Verily has unveiled its long-discussed wearable health tracker, Study Watch. The Alphabet unit formerly known as Google Life Sciences has designed the watch to meet the needs of clinical trials and the patients they monitor, resulting in an unobtrusive device with a long battery life.
Focusing on researchers, rather than consumers, has resulted in a device that is notably different from wearables from Apple, Fitbit and other manufacturers. Some of the standout features of Study Watch are those designed to ensure research participants keep wearing it for the duration of the trial and cut the risk of data loss.
These features reflect investigator concerns about the impact on data quality of subjects failing to wear the device or upload results from it, as well as everyone’s worries about the security of health and research data.

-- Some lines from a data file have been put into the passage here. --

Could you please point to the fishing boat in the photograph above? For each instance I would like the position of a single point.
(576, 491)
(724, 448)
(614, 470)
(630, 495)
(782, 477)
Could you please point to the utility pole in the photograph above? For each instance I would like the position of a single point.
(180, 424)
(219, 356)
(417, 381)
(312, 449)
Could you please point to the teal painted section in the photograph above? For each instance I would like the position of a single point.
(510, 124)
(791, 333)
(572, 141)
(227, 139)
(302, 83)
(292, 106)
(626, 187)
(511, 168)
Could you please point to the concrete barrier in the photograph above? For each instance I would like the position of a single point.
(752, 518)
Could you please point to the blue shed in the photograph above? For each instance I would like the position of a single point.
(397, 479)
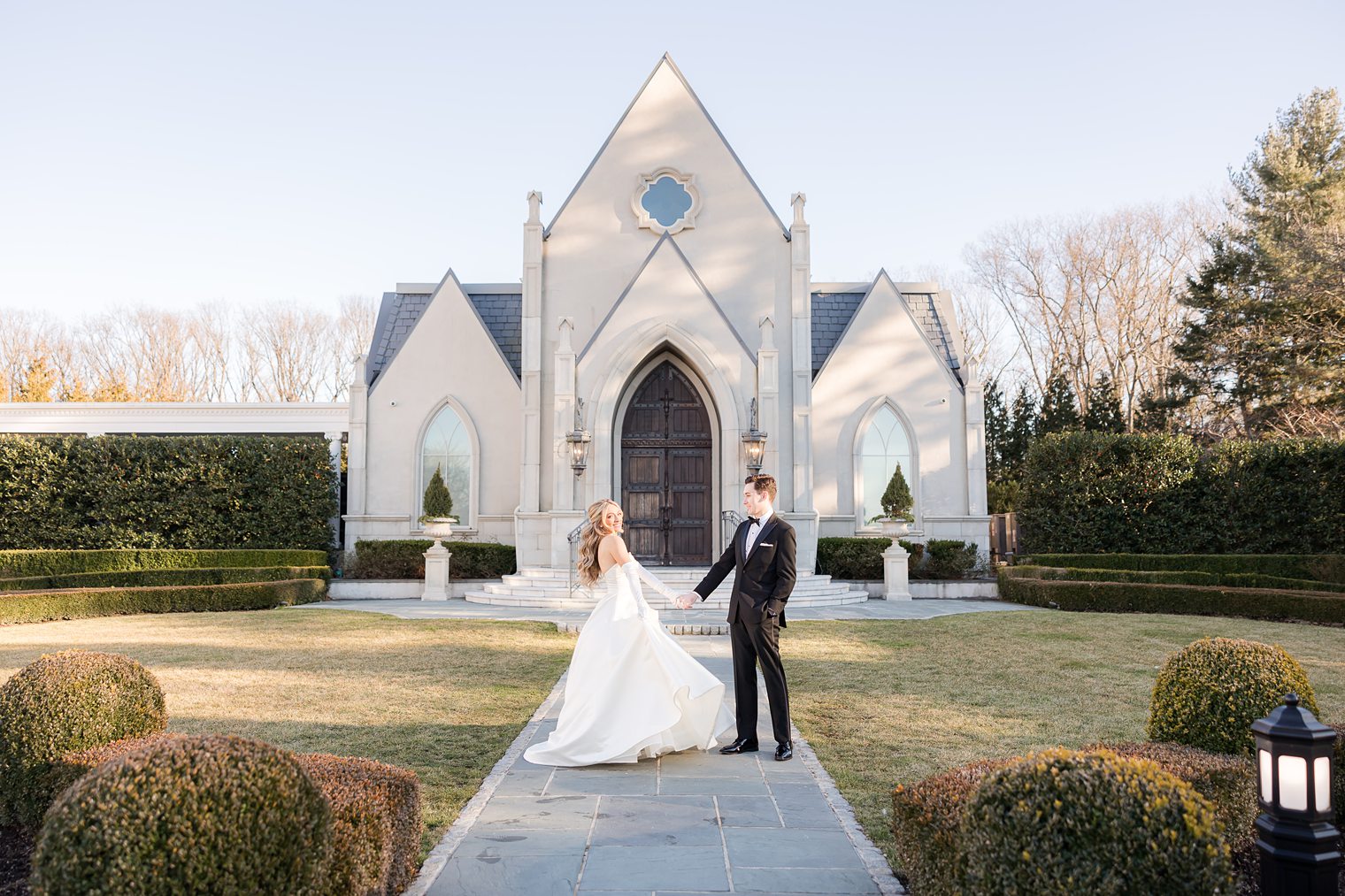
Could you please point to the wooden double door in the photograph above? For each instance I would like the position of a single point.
(667, 467)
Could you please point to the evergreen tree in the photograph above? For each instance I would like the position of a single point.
(1022, 428)
(1059, 412)
(997, 429)
(1103, 407)
(1269, 340)
(896, 498)
(437, 502)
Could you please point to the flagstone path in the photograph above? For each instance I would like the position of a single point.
(690, 823)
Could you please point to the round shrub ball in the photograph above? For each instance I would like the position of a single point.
(201, 814)
(1210, 692)
(64, 702)
(1091, 823)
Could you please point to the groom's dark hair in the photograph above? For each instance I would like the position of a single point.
(763, 483)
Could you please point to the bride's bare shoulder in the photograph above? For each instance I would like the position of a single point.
(613, 545)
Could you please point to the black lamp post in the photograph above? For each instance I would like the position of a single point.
(579, 439)
(753, 443)
(1300, 845)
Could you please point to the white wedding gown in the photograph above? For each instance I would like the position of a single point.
(633, 691)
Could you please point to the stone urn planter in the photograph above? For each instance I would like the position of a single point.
(439, 528)
(895, 526)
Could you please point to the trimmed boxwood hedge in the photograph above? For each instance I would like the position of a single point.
(375, 823)
(190, 814)
(151, 578)
(1210, 693)
(375, 813)
(927, 816)
(1088, 491)
(167, 491)
(18, 564)
(1329, 568)
(1091, 823)
(405, 558)
(44, 606)
(1024, 586)
(860, 558)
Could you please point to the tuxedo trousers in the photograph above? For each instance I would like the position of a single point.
(752, 645)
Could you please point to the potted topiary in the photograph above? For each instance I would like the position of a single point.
(896, 506)
(439, 505)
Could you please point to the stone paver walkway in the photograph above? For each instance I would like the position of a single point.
(689, 823)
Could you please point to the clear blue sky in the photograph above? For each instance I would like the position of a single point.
(179, 152)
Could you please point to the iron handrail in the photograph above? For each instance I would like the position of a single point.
(569, 570)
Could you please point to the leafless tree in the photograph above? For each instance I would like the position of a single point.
(1094, 295)
(294, 348)
(210, 353)
(354, 331)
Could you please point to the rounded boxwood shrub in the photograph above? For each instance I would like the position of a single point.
(375, 823)
(1210, 693)
(926, 825)
(1091, 823)
(64, 702)
(193, 814)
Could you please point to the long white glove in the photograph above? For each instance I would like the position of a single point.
(634, 573)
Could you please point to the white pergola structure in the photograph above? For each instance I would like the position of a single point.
(181, 418)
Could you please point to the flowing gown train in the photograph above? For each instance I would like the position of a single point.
(633, 691)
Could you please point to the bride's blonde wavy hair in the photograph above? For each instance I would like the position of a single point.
(589, 540)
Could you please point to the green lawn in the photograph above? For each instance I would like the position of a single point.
(444, 699)
(888, 702)
(882, 702)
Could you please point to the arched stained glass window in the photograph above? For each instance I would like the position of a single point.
(885, 446)
(448, 448)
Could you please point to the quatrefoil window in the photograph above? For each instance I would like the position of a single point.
(666, 201)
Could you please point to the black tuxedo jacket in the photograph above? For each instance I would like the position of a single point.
(762, 580)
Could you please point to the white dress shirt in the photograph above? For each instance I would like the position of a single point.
(753, 533)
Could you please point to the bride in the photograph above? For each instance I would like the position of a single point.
(633, 691)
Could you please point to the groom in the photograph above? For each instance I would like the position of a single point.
(762, 558)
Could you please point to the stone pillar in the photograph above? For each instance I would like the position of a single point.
(768, 402)
(801, 302)
(563, 418)
(975, 404)
(357, 444)
(530, 485)
(334, 452)
(896, 580)
(436, 573)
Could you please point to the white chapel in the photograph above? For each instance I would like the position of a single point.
(665, 340)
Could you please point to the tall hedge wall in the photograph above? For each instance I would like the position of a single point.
(165, 491)
(1151, 494)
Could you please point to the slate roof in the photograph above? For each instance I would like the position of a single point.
(503, 317)
(833, 311)
(502, 312)
(397, 314)
(926, 310)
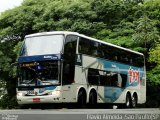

To mitigate these risks, Study Watch has a longer battery life, more storage and a greater focus on security than is typical.
At one week, the battery life of Study Watch exceeds that of many wearables, although it falls well short of the one year achieved by Garmin’s vivofit. With patients only having to take off the device to charge once a week, there are fewer opportunities for subjects to forget to put Study Watch back on than there are for other devices with battery lives of one to five days. The design of the device, which looks like a normal watch and does little other than tell the time, is also intended to make people comfortable with wearing it day to day.
This is one way Verily has designed Study Watch to deliver research-grade data. Another is the focus on security. Data kept on the device are encrypted before being uploaded to the cloud. And the amount of storage on Study Watch means users can go an unusually long time between syncing.